A: Protection of intellectual property is going to become more and more an issue. If everything is becoming information we need to find ways of protecting intellectual property. Look at a recent, very highly-publicized instance of that issue with the recording industry. The recording industry was very recalcitrant and unwilling to lead the way toward new business models that would reflect the new technologies. They just stuck for much too long to the business model that was the reigning model when my father was a child: buying an album, whether it was vinyl or CD based, for $15 to $20. It's been around that price, adjusted for inflation, for many decades. Had they really led the way with new business models, the culture of illegal downloading would've never taken place.
Q: How are you going to utilize the ideas of "Singularity" in your own businesses?
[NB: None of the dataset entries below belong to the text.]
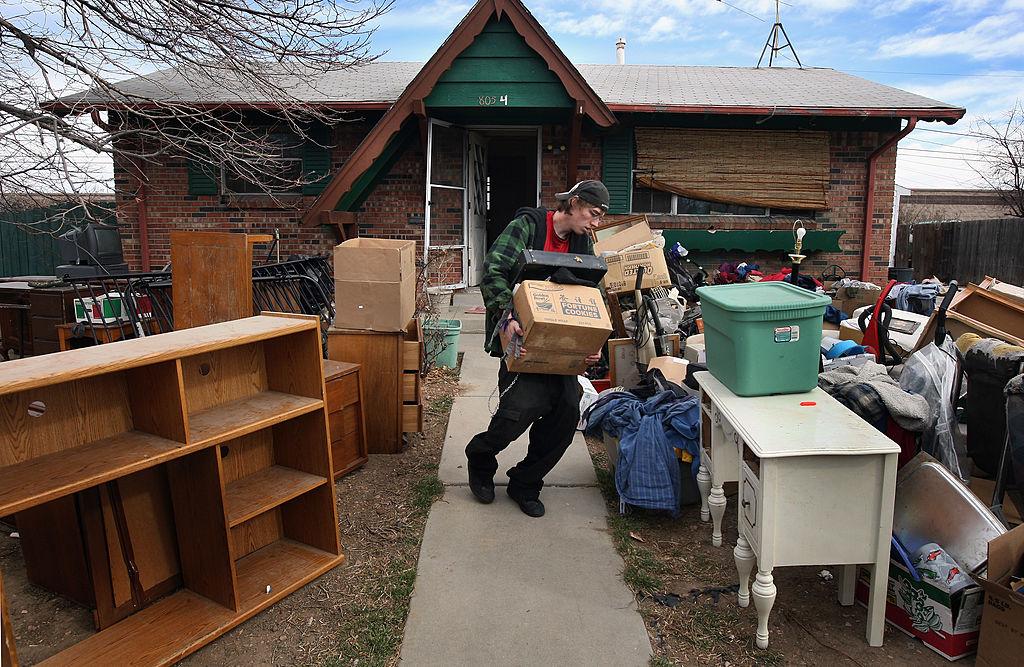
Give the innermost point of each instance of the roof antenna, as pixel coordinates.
(772, 42)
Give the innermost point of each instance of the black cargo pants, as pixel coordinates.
(549, 406)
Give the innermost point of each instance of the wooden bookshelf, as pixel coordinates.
(235, 415)
(246, 415)
(265, 490)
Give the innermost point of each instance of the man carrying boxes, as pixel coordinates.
(547, 403)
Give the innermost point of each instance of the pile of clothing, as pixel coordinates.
(649, 429)
(878, 399)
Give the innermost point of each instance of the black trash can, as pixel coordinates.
(989, 364)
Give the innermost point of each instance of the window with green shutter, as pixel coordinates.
(616, 159)
(203, 178)
(316, 160)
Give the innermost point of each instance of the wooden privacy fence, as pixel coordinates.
(28, 238)
(965, 250)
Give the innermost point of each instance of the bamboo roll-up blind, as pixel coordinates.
(780, 169)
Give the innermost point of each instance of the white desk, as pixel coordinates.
(816, 487)
(719, 463)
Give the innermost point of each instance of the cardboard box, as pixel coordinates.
(694, 351)
(946, 624)
(375, 284)
(637, 232)
(849, 299)
(105, 308)
(673, 368)
(623, 267)
(563, 325)
(1003, 621)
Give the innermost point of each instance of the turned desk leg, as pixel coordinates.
(847, 583)
(704, 485)
(744, 558)
(763, 592)
(716, 504)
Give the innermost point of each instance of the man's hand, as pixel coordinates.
(510, 329)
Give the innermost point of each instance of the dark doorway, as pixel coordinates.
(512, 176)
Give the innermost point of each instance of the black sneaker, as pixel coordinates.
(529, 506)
(482, 489)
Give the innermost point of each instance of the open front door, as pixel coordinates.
(478, 205)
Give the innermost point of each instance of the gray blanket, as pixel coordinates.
(909, 410)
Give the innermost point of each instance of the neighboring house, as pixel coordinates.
(443, 153)
(933, 205)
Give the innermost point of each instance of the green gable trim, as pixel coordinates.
(616, 169)
(365, 184)
(498, 71)
(753, 240)
(316, 160)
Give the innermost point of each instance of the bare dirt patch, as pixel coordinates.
(707, 627)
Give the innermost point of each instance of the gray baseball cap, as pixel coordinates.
(592, 192)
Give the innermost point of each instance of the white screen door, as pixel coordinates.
(477, 209)
(444, 213)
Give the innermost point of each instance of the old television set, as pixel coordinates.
(92, 249)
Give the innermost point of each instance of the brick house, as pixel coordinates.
(442, 153)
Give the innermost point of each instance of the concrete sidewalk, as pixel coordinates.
(495, 586)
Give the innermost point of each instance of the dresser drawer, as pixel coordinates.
(344, 421)
(412, 353)
(342, 391)
(412, 418)
(345, 451)
(410, 387)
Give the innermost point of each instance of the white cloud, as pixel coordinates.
(434, 14)
(992, 37)
(987, 93)
(665, 27)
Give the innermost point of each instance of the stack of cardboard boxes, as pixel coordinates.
(375, 284)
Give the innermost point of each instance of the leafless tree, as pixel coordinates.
(1003, 144)
(65, 109)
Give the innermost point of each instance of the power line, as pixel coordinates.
(970, 153)
(742, 10)
(938, 74)
(976, 135)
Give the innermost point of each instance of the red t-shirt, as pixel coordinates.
(551, 242)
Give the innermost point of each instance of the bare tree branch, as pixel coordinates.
(214, 82)
(1003, 141)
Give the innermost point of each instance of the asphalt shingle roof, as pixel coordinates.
(642, 85)
(708, 86)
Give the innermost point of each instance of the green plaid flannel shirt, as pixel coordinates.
(497, 284)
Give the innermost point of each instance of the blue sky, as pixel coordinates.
(964, 52)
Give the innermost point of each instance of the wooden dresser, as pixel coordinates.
(346, 415)
(34, 330)
(389, 365)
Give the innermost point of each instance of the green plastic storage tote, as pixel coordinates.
(763, 338)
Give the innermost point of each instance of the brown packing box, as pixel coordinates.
(1001, 639)
(849, 299)
(622, 276)
(636, 233)
(375, 284)
(673, 368)
(563, 325)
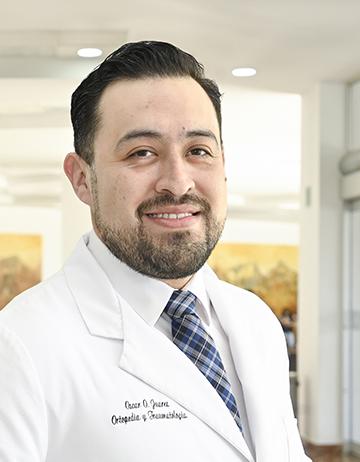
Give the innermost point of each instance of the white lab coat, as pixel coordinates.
(83, 378)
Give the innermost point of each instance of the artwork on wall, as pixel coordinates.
(20, 264)
(270, 271)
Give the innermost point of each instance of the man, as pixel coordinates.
(135, 351)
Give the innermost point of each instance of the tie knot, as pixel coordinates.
(181, 302)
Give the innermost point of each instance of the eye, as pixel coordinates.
(142, 154)
(200, 152)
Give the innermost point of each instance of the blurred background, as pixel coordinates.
(292, 147)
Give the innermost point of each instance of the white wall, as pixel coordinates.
(45, 222)
(262, 133)
(351, 267)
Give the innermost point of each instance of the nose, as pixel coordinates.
(175, 176)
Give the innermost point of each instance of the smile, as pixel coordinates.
(171, 216)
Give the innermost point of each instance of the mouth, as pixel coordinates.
(171, 218)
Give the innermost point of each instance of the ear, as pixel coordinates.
(78, 172)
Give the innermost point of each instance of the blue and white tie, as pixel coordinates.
(190, 336)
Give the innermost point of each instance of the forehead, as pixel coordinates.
(157, 103)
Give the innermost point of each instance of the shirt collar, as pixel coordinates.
(146, 295)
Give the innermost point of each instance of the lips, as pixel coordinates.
(171, 216)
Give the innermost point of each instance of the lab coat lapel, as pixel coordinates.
(153, 358)
(146, 352)
(266, 426)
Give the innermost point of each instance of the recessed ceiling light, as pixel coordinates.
(89, 52)
(243, 72)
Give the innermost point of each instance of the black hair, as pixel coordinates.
(136, 60)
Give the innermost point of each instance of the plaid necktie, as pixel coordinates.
(190, 336)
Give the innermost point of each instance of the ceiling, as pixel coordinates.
(292, 44)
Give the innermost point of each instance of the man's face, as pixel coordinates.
(158, 195)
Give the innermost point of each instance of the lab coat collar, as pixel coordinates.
(93, 293)
(146, 295)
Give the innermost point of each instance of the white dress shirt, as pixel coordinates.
(148, 297)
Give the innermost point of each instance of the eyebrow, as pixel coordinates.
(145, 133)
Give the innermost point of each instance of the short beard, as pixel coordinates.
(172, 255)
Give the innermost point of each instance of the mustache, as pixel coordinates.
(168, 199)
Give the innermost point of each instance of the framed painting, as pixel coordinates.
(20, 264)
(270, 271)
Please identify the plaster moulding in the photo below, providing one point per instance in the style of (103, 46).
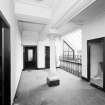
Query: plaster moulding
(72, 12)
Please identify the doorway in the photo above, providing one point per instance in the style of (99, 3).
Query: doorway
(47, 57)
(30, 57)
(5, 62)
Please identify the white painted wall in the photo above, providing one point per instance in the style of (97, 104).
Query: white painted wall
(7, 8)
(74, 39)
(94, 29)
(33, 38)
(30, 38)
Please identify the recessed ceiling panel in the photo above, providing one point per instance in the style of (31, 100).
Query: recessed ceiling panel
(35, 27)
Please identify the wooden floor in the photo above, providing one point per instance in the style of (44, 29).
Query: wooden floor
(33, 90)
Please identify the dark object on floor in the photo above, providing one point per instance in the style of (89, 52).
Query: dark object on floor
(53, 81)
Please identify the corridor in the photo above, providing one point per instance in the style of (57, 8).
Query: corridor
(33, 90)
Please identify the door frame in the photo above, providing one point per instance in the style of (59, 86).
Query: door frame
(6, 61)
(89, 63)
(45, 57)
(29, 46)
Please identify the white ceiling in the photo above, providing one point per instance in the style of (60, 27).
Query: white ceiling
(28, 26)
(45, 3)
(90, 13)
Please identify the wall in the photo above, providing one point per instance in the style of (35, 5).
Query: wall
(74, 39)
(32, 38)
(91, 30)
(7, 8)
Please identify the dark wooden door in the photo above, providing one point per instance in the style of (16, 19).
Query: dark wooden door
(47, 57)
(30, 57)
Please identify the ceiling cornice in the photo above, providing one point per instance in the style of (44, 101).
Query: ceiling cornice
(73, 11)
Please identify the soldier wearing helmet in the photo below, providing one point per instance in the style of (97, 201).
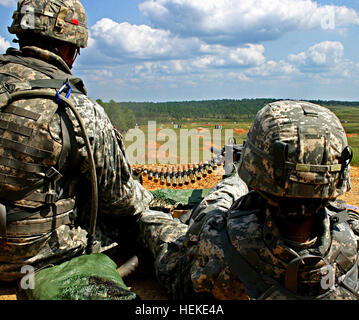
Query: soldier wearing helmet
(58, 149)
(288, 238)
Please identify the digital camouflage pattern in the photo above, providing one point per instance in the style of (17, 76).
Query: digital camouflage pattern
(232, 248)
(63, 20)
(120, 196)
(192, 262)
(294, 149)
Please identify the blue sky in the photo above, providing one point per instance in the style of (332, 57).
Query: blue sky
(170, 50)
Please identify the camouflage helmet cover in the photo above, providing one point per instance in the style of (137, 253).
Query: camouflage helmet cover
(63, 20)
(296, 149)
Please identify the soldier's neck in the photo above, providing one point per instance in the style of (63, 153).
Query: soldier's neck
(301, 232)
(47, 56)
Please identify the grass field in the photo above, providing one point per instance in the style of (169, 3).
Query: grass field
(175, 145)
(349, 117)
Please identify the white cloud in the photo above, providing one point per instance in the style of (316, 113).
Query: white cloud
(323, 54)
(234, 21)
(124, 40)
(4, 44)
(8, 3)
(273, 68)
(210, 57)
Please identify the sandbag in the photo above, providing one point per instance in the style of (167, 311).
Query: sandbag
(87, 277)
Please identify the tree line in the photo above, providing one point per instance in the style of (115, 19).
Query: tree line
(125, 115)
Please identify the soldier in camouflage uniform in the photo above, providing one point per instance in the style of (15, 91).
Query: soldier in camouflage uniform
(45, 178)
(288, 238)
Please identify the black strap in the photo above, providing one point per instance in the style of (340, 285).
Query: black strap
(16, 164)
(25, 149)
(2, 221)
(57, 84)
(22, 112)
(13, 127)
(251, 279)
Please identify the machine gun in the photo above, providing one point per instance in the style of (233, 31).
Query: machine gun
(228, 157)
(230, 154)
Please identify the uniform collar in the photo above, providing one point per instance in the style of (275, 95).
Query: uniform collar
(46, 56)
(285, 250)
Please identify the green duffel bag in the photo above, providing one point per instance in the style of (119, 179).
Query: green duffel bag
(87, 277)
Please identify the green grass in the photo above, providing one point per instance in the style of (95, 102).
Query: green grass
(349, 117)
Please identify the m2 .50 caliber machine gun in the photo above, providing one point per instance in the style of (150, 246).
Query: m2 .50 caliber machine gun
(231, 154)
(228, 157)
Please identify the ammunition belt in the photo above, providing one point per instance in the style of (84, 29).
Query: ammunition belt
(184, 175)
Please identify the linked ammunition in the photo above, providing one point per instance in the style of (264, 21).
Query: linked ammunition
(191, 175)
(179, 174)
(156, 176)
(168, 177)
(162, 176)
(185, 177)
(174, 178)
(150, 174)
(208, 167)
(203, 172)
(196, 172)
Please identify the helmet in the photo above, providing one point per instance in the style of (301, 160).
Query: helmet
(63, 20)
(296, 149)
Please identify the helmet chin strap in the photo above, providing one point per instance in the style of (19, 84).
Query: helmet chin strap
(293, 207)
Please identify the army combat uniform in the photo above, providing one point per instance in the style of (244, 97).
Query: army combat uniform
(44, 167)
(295, 157)
(200, 260)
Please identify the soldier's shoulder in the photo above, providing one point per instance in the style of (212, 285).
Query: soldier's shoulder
(244, 225)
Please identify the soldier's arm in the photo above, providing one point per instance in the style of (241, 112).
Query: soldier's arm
(119, 193)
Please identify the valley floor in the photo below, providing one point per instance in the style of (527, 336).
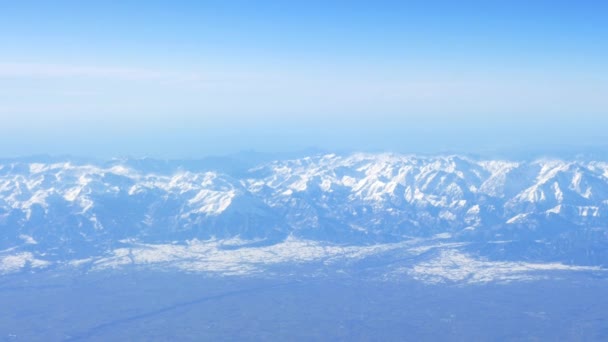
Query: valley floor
(131, 304)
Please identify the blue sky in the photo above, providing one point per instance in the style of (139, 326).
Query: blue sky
(187, 79)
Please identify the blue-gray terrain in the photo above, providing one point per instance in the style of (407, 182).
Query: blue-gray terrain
(325, 247)
(436, 219)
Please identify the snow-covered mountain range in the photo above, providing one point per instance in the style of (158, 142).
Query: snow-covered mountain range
(86, 213)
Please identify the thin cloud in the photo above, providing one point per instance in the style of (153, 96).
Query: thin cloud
(27, 70)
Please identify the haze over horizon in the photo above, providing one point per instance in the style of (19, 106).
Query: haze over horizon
(195, 79)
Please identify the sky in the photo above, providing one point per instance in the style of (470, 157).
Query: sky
(185, 79)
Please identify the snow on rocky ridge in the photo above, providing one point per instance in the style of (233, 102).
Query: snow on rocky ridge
(313, 209)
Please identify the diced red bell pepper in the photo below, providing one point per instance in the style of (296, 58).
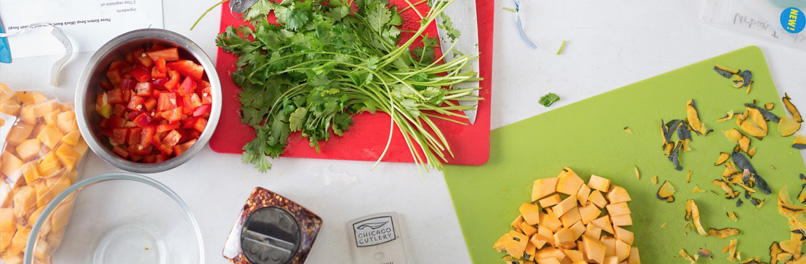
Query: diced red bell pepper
(136, 103)
(188, 68)
(119, 110)
(172, 115)
(167, 101)
(142, 59)
(197, 123)
(143, 89)
(119, 136)
(142, 120)
(141, 74)
(149, 104)
(167, 127)
(173, 81)
(169, 54)
(202, 111)
(187, 87)
(106, 85)
(120, 152)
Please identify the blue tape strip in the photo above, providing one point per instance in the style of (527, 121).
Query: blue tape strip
(5, 53)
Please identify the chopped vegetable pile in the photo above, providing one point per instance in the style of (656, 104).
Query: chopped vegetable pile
(572, 222)
(155, 105)
(323, 62)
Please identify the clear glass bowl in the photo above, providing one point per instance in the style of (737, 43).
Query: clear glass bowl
(117, 218)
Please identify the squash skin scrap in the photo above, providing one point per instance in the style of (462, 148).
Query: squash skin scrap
(693, 117)
(724, 232)
(791, 107)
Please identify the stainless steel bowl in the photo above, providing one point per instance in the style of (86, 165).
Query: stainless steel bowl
(116, 48)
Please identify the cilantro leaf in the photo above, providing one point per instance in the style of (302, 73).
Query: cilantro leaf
(549, 99)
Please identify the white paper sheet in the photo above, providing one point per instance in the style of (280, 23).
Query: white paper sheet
(87, 23)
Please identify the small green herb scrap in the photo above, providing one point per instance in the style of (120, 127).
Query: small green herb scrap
(549, 99)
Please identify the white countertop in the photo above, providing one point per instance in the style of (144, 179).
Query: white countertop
(610, 44)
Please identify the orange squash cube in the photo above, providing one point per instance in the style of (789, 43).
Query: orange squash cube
(597, 199)
(568, 182)
(8, 221)
(617, 209)
(550, 200)
(566, 205)
(19, 133)
(50, 136)
(543, 187)
(29, 149)
(599, 183)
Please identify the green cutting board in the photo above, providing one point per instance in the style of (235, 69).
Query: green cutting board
(588, 137)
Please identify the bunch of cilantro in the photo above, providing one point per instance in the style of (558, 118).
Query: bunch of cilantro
(323, 62)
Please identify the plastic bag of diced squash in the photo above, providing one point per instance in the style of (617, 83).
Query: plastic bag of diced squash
(41, 147)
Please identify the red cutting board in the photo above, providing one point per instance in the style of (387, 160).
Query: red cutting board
(367, 137)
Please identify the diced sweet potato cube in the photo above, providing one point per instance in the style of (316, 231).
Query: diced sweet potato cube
(8, 221)
(11, 166)
(568, 182)
(610, 245)
(67, 122)
(592, 231)
(604, 223)
(634, 258)
(548, 261)
(29, 149)
(5, 239)
(50, 136)
(577, 229)
(583, 194)
(589, 213)
(538, 240)
(598, 199)
(527, 229)
(68, 157)
(71, 138)
(543, 187)
(28, 115)
(624, 235)
(550, 200)
(19, 133)
(530, 213)
(621, 220)
(46, 107)
(570, 217)
(24, 200)
(594, 249)
(618, 194)
(29, 172)
(566, 205)
(62, 214)
(549, 253)
(550, 220)
(574, 255)
(617, 209)
(599, 183)
(564, 239)
(49, 164)
(622, 250)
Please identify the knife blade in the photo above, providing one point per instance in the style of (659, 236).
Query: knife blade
(463, 16)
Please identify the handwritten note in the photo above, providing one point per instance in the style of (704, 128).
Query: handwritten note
(87, 23)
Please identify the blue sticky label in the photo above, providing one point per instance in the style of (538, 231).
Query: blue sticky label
(793, 20)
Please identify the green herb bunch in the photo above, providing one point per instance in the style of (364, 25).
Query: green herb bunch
(323, 62)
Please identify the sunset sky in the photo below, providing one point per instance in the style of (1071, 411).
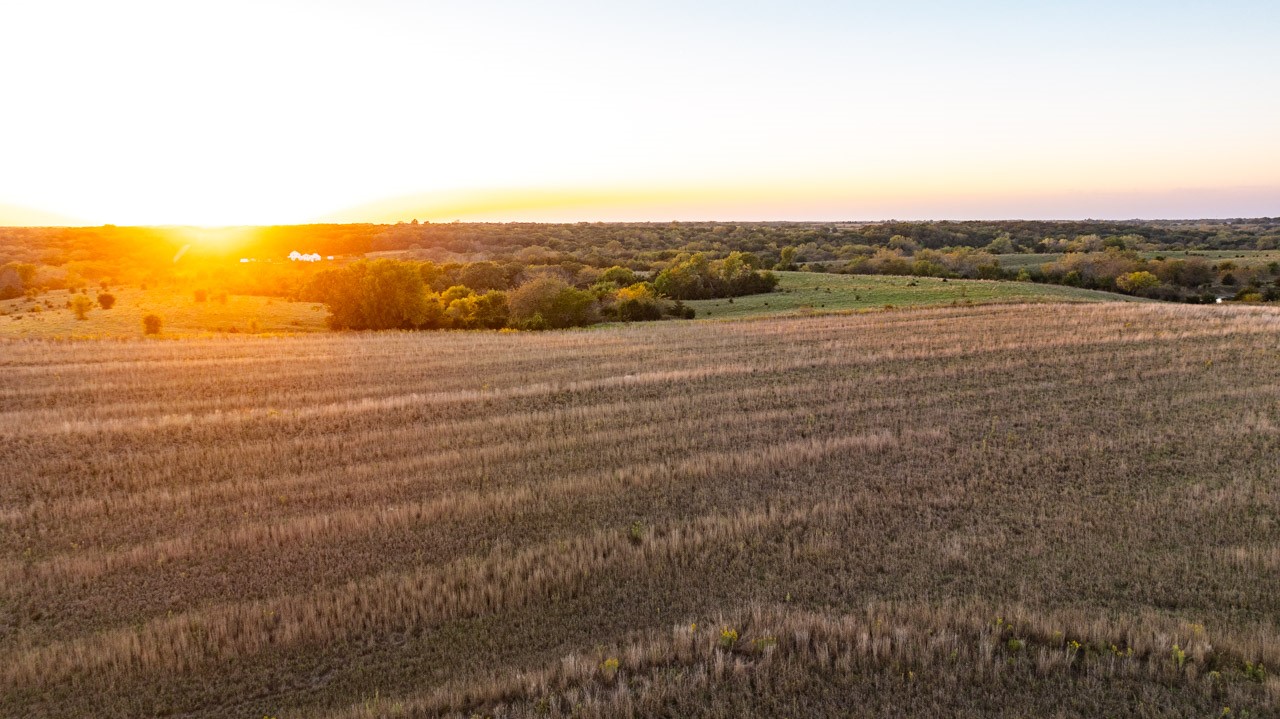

A: I very much am using the forecasting ideas. One business I have now is FATKAT--Financial Accelerating Transactions from Kurzweil Adaptive Technologies. It's applying my field, which is pattern recognition, to find subtle patterns in the stock market. I mentioned earlier that you can't predict what individual companies will do. And you can't make 100% reliable predictions. But we can predict the short-term movement of stocks substantially better than chance, because of these patterns in the market. That puts us in position of being like the house in the casino. So we can place lots of bets and more will win than lose. The system has been making very good returns with real cash test-funds for a couple of years. And we are launching a hedge fund in January. Mike Brown, he was the chief financial officer at Microsoft, he's on our board; he was also the chairman of the NASDAQ.
Q: Any parting thoughts on how an entrepreneur can avoid being tripped up by the coming Singularity?
A: Try to use your imagination to think. First learn the basic capabilities in terms of computation, communication, the power of biological technology, the power of technology in all these different fields will be at different points in time. And then really try to harness your imagination to think about how these things can be used, what the needs of people will be with these new capabilities. And then target something that will meet that need three or four years out. And be just a little bit early. You don't want to be ten years too early, but you don't want to be late. Google was in the right place, at the right time, with the right solution. And the timing makes all the difference in the world. But you have to harness what really cool applications will be needed as the world turns towards these new technologies.
Kevin Ohannessian is an Editorial Assistant for Inc.com.